Aggregation-Induced Modulation of the Optoelectronic Properties of Carbon Dots and Removal of Cd2+ Ions with Sustainable Use in Photocurrent Generation

Herein, we report the room-temperature fabrication of carbon dots (C-dots) using UV light irradiation within 15 min. The formation pathway has been investigated by time-dependent mass spectroscopic and transmission electron microscopic (TEM) studies. The inherent insolubility of carbon dots in organic solvents has been overcome by employing the phase-transfer strategy, and the C-dots have been found to remain in aggregated state in organic solvents. Interestingly, aggregation leads to the generation of a considerable amount of current conductivity in carbon dots, as is evident by current-voltage (I-V) measurements. This is not attainable by carbon dots in aqueous solution. However, the aggregates of C-dots do not show any photocurrent response. The phase transfer of C-dots has also been utilized to remove the toxic Cd2+ ions from contaminated water by dragging them into the organic solvents with carbon dots. The C-dots-metal hybrid obtained by the removal of Cd2+ with carbon dots in organic medium shows a very good photoresponsive nature with significant photogain. This suggests proper utilization of the removed (from polluted water) cadmium ions in a sustainable manner for photocurrent generation.

Automated summary

This study reports the room-temperature fabrication of carbon dots (C-dots) using UV light irradiation within 15 minutes, overcoming their insolubility in organic solvents by employing a phase-transfer strategy.
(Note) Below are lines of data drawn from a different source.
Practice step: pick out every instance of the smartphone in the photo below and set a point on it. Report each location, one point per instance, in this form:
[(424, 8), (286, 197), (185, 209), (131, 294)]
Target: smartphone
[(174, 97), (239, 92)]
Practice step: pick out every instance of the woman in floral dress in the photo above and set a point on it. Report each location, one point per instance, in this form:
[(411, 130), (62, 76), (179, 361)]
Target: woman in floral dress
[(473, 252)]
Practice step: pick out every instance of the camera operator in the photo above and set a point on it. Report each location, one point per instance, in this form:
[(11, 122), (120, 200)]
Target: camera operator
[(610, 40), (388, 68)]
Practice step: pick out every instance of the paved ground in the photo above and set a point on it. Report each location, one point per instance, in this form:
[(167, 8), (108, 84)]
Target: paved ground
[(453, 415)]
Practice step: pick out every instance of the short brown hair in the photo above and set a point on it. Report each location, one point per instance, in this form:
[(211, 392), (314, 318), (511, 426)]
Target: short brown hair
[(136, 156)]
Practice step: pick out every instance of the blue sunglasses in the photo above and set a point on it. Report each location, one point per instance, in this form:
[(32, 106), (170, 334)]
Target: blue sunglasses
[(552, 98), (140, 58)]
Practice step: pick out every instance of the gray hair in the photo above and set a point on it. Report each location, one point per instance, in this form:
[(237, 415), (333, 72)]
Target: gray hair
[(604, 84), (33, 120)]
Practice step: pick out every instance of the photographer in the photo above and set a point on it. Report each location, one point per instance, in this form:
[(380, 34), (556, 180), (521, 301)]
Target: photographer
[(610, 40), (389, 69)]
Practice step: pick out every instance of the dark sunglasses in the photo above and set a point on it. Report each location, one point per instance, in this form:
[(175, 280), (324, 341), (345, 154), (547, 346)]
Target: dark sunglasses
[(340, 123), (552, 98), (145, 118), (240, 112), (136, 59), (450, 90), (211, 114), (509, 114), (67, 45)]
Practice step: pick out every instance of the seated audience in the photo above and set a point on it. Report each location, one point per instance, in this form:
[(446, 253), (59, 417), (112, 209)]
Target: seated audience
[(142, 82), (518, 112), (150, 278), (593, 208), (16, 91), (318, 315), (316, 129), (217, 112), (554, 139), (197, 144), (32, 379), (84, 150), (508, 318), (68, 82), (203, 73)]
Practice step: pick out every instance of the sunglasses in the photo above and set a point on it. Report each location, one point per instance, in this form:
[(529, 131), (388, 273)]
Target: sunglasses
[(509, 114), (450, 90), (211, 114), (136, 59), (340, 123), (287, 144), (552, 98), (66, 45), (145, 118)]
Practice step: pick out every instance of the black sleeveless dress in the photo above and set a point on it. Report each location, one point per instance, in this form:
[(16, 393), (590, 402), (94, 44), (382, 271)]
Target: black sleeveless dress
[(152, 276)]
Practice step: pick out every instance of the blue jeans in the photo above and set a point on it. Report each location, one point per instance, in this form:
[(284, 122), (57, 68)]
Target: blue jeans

The aggregates of C-dots in organic solvents exhibit considerable current conductivity as compared to C-dots in aqueous solution, while C-dots aggregates do not show any photocurrent response. The C-dots-metal hybrid obtained by removing toxic Cd2+ ions from contaminated water in organic medium shows a very good photoresponsive nature with significant photogain, suggesting sustainable utilization of the removed cadmium ions for photocurrent generation.